For anyone interested in working long term with a non-English speaking population, Dittmer encourages investing time in learning the population’s language.
“Besides the practical skill of being able to use the language for communication, the experience of being a foreign language learner helps to develop empathy for those we encounter in the U.S. whose first language is not English,” she said.
“As health care providers, we need to remember how vulnerable patients feel when they are in need of medical care but don’t understand what is going on around them or can’t express themselves clearly because of language differences. Both living abroad and studying a foreign language can help to cultivate this awareness.”
Faculty goes global
Global health activity at VUSN is not limited to students. Many faculty members have formed collaborations at Queen’s University in Belfast, Ireland, Hong Kong University, and Melbourne University in Australia.

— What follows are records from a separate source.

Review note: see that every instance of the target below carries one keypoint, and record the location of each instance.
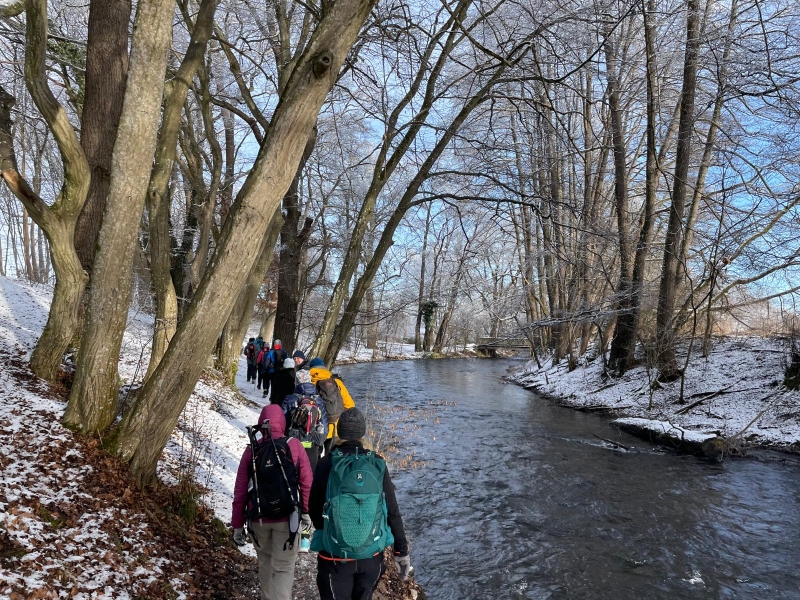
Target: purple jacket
(277, 422)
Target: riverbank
(732, 401)
(396, 352)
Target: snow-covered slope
(57, 538)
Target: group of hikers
(307, 470)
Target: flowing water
(518, 498)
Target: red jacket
(305, 475)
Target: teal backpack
(355, 513)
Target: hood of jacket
(319, 374)
(277, 422)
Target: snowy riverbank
(71, 522)
(736, 393)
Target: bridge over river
(488, 346)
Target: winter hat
(352, 425)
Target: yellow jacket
(318, 374)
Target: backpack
(355, 513)
(305, 423)
(273, 492)
(332, 396)
(275, 360)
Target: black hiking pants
(350, 580)
(313, 456)
(263, 380)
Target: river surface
(517, 498)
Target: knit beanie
(352, 425)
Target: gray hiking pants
(275, 565)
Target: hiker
(262, 363)
(251, 352)
(333, 392)
(307, 424)
(300, 361)
(275, 544)
(350, 570)
(282, 382)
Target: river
(517, 498)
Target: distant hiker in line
(251, 352)
(283, 382)
(262, 364)
(306, 418)
(355, 513)
(300, 361)
(269, 508)
(333, 392)
(277, 359)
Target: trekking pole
(251, 433)
(295, 499)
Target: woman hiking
(350, 465)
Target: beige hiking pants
(275, 565)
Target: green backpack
(355, 514)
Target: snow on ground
(49, 517)
(738, 390)
(55, 533)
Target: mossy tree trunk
(149, 424)
(58, 220)
(93, 401)
(158, 198)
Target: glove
(239, 537)
(305, 522)
(404, 568)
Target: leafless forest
(591, 175)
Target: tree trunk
(625, 318)
(158, 197)
(229, 345)
(149, 424)
(57, 221)
(106, 71)
(93, 401)
(292, 250)
(330, 344)
(421, 296)
(670, 274)
(386, 164)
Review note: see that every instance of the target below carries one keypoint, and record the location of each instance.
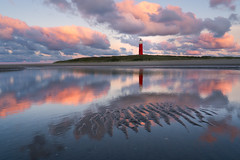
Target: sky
(51, 30)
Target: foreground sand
(217, 63)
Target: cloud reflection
(84, 86)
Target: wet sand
(217, 63)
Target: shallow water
(119, 113)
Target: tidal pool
(119, 113)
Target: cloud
(54, 38)
(61, 5)
(195, 45)
(25, 41)
(193, 52)
(226, 3)
(147, 19)
(219, 26)
(208, 41)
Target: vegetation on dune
(139, 58)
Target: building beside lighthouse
(140, 47)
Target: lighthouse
(140, 47)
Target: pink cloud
(145, 18)
(193, 52)
(227, 3)
(55, 38)
(159, 21)
(208, 41)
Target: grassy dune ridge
(140, 58)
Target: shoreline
(216, 63)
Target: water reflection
(96, 125)
(220, 128)
(21, 90)
(40, 148)
(98, 103)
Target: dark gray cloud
(128, 17)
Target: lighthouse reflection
(140, 79)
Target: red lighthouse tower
(140, 47)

In September, Karen D’Apolito, PhD, APN, NNP-BC, FAAN, professor of Nursing and director of the Neonatal Nurse Practitioner Program, will spend five days at Queen’s University to explore possibilities for cooperative research or faculty exchanges.
“I plan to meet the faculty, visit their nurseries and talk about ideas for collaboration. I’m seeking information. Once I find out more about what they do and what they’re interested in, then we can decide the best way to move forward,” D’Apolito said.
She said she is excited to see how differently the Irish manage newborns and how they teach students, and says learning from other nations can inspire new innovations.
“They may educate students differently than we do here in the U.S. Do they use distance education and/or problem-centered learning? What is required for faculty education? These exchanges of information may lead to new and different teaching strategies that can enhance the education of students in the U.S. and abroad.”